If you are not in the industry and want to become a distiller, the IBD General Certificate is clearly a good start point. I can see why gaining the qualification is something many strive towards and why prospective recruiters for production jobs value it highly. 

If you are looking to start your own distillery, it will make you feel more confident and may well help you improve the design of your facility through having a better understanding of safety and quality principles. It’s not a “how to” manual, it won’t give you all the answers, but it will go a long way.

Having visited dozens and dozens of distilleries over the years, I learned a lot from this online only course. BUT. I feel like I learned a lot because I could apply the theoretical explanations, diagrams and the topics to things I’ve seen in real life. If it was all new, I doubt I’d feel so empowered and that’s where IBD have a huge amount of work to do – to make the theory real. To be far more beneficial to newcomers to the industry, it must quickly embrace modern learning methods (rich multimedia content) and use far more real world images, videos and content to give context of what it looks like, not just how it works on paper.

Some advice for those looking to do it:

Find a mentor to discuss the topics with. It’ll make the course more fun and help a lot with contextualising the theory into something tangible.

Use it as a framework for your learning, not your “everything”. You’ll get a lot out of it by dipping in and out and using google, other books and distillery tours (if you can) to delve further into the subjects covered. 

Find a revision buddy. There’s lots to remember and absorb, and the fail rate is high as the questions are fiddly and can involve answers that you either know or don’t (like the name of an acid, or strain of bacteria). Having a buddy really helps to cover the material and drill in the terms that you’ll need to memorise.

Spare at least 35h to complete the course. I read painfully slowly (I’m dyslexic), but I knew much of what was on screen, so it wasn’t new to me and meant I didn’t need to stop to simply google terms or get a different explanation.
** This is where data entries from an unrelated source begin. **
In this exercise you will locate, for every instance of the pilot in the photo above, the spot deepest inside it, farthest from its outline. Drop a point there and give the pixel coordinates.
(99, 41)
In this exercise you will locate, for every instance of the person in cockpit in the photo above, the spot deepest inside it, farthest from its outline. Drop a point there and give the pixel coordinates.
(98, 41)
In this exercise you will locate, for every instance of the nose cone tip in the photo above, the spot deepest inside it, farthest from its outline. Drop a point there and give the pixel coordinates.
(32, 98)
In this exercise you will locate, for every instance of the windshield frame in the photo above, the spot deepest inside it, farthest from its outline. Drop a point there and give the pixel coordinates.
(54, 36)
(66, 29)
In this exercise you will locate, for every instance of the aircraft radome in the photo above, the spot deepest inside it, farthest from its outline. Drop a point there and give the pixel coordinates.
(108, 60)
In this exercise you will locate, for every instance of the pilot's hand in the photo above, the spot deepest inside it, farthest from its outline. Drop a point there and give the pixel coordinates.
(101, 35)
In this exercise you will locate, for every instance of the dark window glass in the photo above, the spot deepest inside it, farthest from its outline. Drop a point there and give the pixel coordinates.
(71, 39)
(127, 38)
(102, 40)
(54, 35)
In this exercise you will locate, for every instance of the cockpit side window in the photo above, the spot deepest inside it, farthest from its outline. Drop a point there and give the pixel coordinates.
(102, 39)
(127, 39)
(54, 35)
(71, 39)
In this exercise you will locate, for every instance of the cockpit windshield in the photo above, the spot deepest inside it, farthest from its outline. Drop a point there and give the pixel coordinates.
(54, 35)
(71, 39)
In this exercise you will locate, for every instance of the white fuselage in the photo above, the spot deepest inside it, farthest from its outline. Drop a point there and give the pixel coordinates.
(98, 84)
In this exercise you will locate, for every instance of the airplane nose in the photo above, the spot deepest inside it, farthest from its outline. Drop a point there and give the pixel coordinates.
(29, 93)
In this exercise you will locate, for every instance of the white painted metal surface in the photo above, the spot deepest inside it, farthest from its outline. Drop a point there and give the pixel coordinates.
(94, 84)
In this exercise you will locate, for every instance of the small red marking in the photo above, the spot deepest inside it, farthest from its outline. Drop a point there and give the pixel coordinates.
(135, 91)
For those without special needs but a newbie distiller with fewer references ingrained in their mind a similar timeframe is going to be appropriate. You’ll also need to take another 4 – 8 hours to do the quizzes and to go back and revise. 

They do other courses that cater to different levels of baseline knowledge (and interest). No doubt that a Diploma would cover more while vis versa, the Foundation would offer a brief overview - it's worth looking at what the syllabus is and identify what you want to get from a qualification. 
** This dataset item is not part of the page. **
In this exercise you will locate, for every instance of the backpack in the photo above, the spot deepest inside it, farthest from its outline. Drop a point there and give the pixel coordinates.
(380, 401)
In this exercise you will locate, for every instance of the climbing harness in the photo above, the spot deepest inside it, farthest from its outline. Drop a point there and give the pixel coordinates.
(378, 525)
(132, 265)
Hopefully this article gives all who are looking for a review of what to expect should they want to go back to school, start a new career or accelerate their spirits learning. 

It’s not perfect, but I feel hugely rewarded for having taken the course and the time I spent learning. More importantly, while I’ve been critical of parts of the IBD offering above, I’m yet to see anything that’s come remotely close to the quality of education the General Certificate provides for those interested in being a distiller, let alone at the price point it costs to do it.